The last time I publicly documented my architectural preferences was through open sourcing Find Work in December 2019.

And as expected in hindsight, these have aged in a mixed manner (not bad but not great either).

I've also found this repo useful in discussion with various startups, hence the "good enough" completion in October 2023.

Documentation format

You may have noticed the some of the files in docs/ are reStructuredText, instead of Markdown.

This is due to needing multi-line support in tables, but Markdown not supporting that.

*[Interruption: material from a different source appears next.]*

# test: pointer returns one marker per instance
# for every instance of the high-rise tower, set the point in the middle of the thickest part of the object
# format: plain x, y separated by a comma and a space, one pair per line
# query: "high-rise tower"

For editing tables sanely, we use Sublime Text with the Table Editor plugin:

  • Set "Table Editor: Enable for current view"
  • Set "Table Editor: Set Table Syntax for reStructuredText"
  • Set "Table Editor: Disable detect_header for current view"
  • Set "Table Editor: Disable keep_space_left for current view"

For previewing output as you build (since reStructuredText is brittle) and reStructuredText preview support isn't great, I suggest:

  • Using a file watcher (e.g. listen-spawn, entr). For example:
    • bash -c rst2html.py docs/database.rst > tmp.html
  • Starting an HTTP server. For example:
    • serve .
  • Enabling LiveReload CLI with a delay:
    • livereload --wait 0.3
  • Opening our tmp.html file in our browser and letting it refresh as we write

Some Markdown <> reStructuredText footguns:

  • Bullets require 2 spaces only and line break after each one
  • Headings don't correlate to h1, h2, etc but instead decrease in intensity from the highest one present
  • Double ticks (``) are required to make a <code> element

Unlicense

As of May 11 2023, Todd Wolfson has released this repository and its contents to the public domain.

It has been released under the UNLICENSE.